Nitrous oxide (NO) emissions are highly variable in space and time due to the complex interplay between soil, management practices and weather conditions. Micrometeorological techniques integrate emissions over large areas at high temporal resolution. This allows identification of causes of intra- and inter-annual variability of NO emissions and development of robust emission factors (EF). Here, we investigated factors responsible for variability in NO emissions during growing and non-growing seasons of corn and soybeans grown in an imperfectly drained silt loam soil, in Ontario, Canada. We used quasi-continuously (at half-hourly to hourly intervals) NO fluxes measured via the flux-gradient technique over 11 years for corn and 5 years for soybeans and evaluated the uncertainty of default IPCC and Canada-specific EFs. In the growing season, emissions were controlled by soil nitrate content, soil moisture and temperature in the fertilized corn, while moisture and temperature regulated NO emissions in the unfertilized soybeans. In the non-growing season, nitrogen (N) input from the crop residue did not affect the emissions, pointing to freeze-thaw cycles as mechanisms for enhanced NO emissions. The non-growing season contribution to annual emissions was 38% in corn and 43% in soybeans. On average, annual emissions were 2.6-fold higher in corn than soybeans. Observed mean NO EFs were 0.84% (0.12-2.02%) for growing season and 1.69% (0.29-7.32%) for yearly emissions. The growing season EF derived from long-term NO emissions was 0.9 ± 0.14%. The interannual variability in NO emissions and EFs can be attributed to management practices and annual weather variability. The default IPCC approach based on overall N input had poorer performance in predicting annual NO emissions compared to the current Canadian methodology, which includes management and environmental factor in addition to N inputs. The observed emissions were further evaluated with a newly developed growing season NO emission prediction approach for Canada. However, performance of the approach was poorer than IPCC or the current national Canadian approach. Additional tests of the new national methodology are recommended as well as consideration of non-growing season emissions.
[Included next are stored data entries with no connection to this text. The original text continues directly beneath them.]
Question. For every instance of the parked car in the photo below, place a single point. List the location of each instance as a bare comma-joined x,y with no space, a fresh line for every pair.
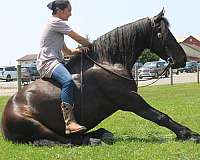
25,75
136,66
34,73
153,69
8,73
190,67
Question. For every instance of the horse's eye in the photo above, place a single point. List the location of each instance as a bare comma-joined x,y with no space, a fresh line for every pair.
159,35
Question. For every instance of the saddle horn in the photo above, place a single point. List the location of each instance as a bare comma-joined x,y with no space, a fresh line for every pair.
158,17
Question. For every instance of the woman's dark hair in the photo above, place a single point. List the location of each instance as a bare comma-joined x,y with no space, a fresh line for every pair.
58,4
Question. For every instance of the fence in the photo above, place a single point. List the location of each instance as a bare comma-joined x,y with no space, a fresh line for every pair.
11,87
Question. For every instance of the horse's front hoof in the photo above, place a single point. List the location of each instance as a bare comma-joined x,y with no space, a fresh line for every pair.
94,142
195,138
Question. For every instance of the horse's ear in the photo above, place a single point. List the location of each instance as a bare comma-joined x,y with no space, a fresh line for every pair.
158,17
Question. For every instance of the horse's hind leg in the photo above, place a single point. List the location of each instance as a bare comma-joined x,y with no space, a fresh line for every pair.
137,104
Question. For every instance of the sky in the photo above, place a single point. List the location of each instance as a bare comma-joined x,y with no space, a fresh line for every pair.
22,21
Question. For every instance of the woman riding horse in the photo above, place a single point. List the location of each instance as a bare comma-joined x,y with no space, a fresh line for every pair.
50,59
32,113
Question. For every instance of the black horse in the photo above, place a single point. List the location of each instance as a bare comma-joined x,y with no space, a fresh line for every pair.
33,113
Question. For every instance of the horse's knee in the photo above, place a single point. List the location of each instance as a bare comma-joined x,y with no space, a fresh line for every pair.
163,119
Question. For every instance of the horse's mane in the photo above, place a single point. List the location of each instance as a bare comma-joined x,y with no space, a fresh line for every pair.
118,45
122,44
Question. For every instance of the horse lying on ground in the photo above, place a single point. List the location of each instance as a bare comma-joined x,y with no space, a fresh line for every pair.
33,113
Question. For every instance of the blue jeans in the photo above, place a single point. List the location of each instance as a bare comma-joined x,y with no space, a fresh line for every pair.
63,76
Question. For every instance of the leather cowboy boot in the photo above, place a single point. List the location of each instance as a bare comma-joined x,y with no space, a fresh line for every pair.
71,126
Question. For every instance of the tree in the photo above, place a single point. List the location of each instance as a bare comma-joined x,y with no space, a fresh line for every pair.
147,56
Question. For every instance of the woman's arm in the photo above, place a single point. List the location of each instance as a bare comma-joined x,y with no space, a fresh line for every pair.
79,38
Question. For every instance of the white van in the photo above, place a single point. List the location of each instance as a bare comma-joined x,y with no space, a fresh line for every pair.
8,73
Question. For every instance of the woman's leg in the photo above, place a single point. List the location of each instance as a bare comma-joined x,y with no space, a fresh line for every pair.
63,76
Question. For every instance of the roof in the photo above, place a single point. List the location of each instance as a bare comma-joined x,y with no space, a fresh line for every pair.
28,57
192,51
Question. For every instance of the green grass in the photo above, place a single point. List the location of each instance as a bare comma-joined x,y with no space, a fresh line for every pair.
136,138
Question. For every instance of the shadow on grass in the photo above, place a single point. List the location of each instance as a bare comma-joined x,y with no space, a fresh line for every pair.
155,139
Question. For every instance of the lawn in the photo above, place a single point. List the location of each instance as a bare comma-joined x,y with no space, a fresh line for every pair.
136,138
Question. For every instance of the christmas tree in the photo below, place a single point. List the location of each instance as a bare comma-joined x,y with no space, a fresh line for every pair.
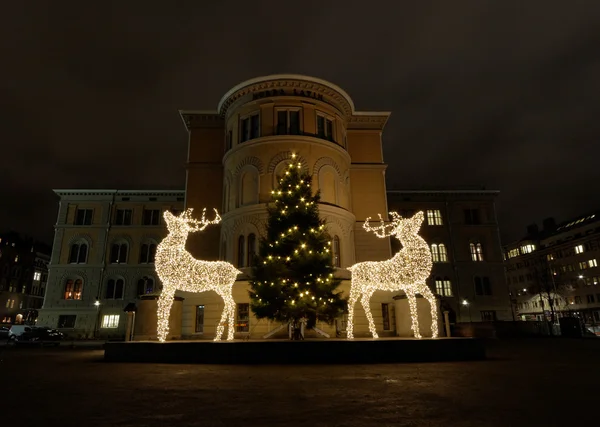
293,275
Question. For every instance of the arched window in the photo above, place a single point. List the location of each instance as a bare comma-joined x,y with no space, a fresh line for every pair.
147,253
240,259
439,253
73,289
114,288
145,285
249,187
337,259
328,184
118,253
251,252
476,251
78,254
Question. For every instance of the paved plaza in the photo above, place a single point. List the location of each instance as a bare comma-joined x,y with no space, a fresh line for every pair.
543,382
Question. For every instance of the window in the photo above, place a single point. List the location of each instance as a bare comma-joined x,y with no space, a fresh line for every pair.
145,285
243,318
241,251
151,217
439,253
336,252
250,128
434,217
73,289
476,251
482,286
114,289
78,254
288,122
251,252
83,217
66,321
385,312
200,319
472,216
123,217
527,249
118,253
325,128
110,321
443,286
147,253
488,316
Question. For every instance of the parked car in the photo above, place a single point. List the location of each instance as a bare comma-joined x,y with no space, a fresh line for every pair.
40,336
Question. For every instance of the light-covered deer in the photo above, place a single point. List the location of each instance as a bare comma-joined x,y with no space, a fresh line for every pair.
406,271
179,270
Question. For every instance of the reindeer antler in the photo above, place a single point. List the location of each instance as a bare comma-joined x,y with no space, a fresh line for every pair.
203,223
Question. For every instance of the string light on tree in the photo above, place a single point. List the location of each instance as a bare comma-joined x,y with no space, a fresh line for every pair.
406,271
292,278
179,270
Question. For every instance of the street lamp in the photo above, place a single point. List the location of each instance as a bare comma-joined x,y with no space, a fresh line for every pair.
465,302
97,304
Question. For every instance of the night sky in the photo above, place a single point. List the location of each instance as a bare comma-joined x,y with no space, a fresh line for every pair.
481,93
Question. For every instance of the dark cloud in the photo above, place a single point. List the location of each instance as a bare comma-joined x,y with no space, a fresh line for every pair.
496,94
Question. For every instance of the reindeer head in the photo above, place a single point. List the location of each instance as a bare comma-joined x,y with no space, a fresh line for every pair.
398,227
184,223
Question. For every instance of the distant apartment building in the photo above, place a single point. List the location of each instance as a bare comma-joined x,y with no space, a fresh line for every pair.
462,230
103,257
553,272
23,278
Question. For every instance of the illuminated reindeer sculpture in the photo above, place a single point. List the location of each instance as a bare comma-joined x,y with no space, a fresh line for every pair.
179,270
406,271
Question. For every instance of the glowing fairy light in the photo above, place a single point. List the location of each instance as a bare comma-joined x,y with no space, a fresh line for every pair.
179,270
406,271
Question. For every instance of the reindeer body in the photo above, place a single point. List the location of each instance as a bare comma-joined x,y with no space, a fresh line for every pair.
406,271
179,270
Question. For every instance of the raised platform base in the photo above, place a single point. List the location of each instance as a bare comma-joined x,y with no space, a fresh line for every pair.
335,351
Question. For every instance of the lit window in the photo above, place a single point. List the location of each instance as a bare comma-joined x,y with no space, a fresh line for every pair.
527,249
439,253
443,286
110,321
434,217
476,251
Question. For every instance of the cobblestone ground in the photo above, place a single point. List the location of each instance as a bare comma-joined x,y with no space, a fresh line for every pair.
541,382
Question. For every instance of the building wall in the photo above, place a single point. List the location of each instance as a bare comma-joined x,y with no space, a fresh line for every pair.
96,269
557,270
457,232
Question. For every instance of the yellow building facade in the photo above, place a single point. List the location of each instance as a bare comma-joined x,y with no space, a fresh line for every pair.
235,154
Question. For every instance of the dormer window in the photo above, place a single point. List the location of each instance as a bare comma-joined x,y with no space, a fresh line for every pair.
250,128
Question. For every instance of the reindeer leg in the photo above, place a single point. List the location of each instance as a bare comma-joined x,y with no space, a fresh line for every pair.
351,301
231,306
366,297
165,301
426,292
412,302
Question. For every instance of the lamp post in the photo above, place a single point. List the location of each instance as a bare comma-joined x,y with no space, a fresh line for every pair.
465,302
97,304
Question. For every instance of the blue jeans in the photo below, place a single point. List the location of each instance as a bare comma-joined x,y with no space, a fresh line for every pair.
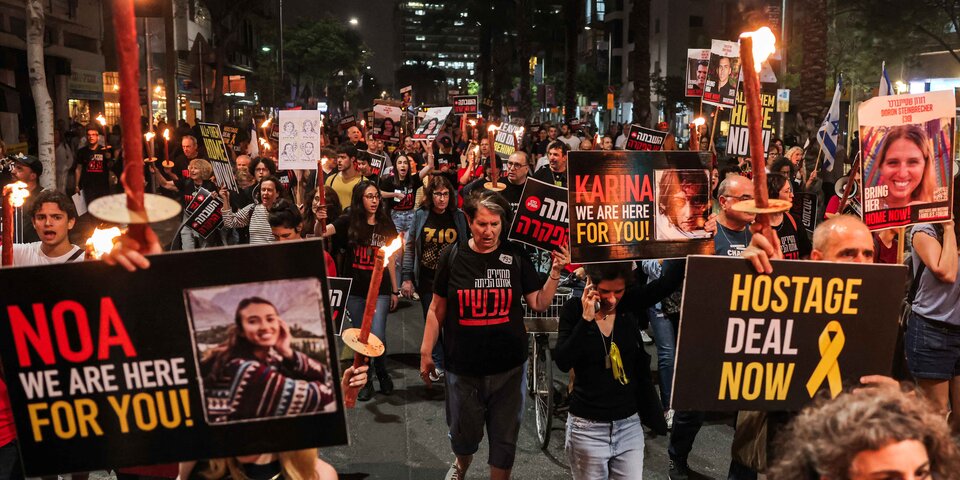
666,340
356,304
602,450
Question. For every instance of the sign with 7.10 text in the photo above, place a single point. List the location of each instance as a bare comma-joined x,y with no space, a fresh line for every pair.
750,341
105,368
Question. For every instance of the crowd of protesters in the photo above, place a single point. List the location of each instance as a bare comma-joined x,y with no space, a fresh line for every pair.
435,196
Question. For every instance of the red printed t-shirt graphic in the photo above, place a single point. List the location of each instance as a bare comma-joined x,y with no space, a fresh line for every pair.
483,332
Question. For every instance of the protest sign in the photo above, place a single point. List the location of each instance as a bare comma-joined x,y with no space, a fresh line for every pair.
505,142
738,135
720,88
633,205
465,105
203,212
106,367
750,341
698,61
216,151
299,139
386,123
432,123
542,219
804,209
907,168
338,293
643,138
由于土壤、管理措施和天气条件之间的复杂相互作用,一氧化二氮(NO)排放具有高度的空间和时间变异性。微气象技术可以在高时间分辨率下对大面积的排放进行综合。这使得识别 NO 排放的年内和年际变化的原因以及开发稳健的排放因子(EF)成为可能。在这里,我们研究了在加拿大安大略省一个排水不良的粉质壤土中种植的玉米和大豆的生长季和非生长季中导致 NO 排放变化的因素。我们使用通量梯度技术连续(每隔半小时至一小时测量一次)测量了 11 年的玉米和 5 年的大豆的 NO 通量,并评估了默认的 IPCC 和加拿大特定 EF 的不确定性。在生长季,施肥玉米的土壤硝态氮含量、土壤水分和温度控制着排放,而未施肥大豆的水分和温度则调节着 NO 的排放。在非生长季,作物残体中的氮(N)输入不会影响排放,这表明冻融循环是增强 NO 排放的机制。非生长季对年排放量的贡献在玉米中为 38%,在大豆中为 43%。平均而言,玉米的年排放量是大豆的 2.6 倍。观测到的平均 NO EF 分别为生长季的 0.84%(0.12-2.02%)和全年排放的 1.69%(0.29-7.32%)。从长期 NO 排放中得出的生长季 EF 为 0.9±0.14%。NO 排放和 EF 的年际变化可归因于管理措施和年度天气变化。与包括管理和环境因素以及氮输入的当前加拿大方法相比,基于总氮输入的默认 IPCC 方法在预测年度 NO 排放方面表现较差。新开发的加拿大生长季 NO 排放预测方法进一步评估了观测到的排放,但该方法的性能不如 IPCC 或当前的加拿大国家方法。建议对新的国家方法进行更多测试,并考虑非生长季排放。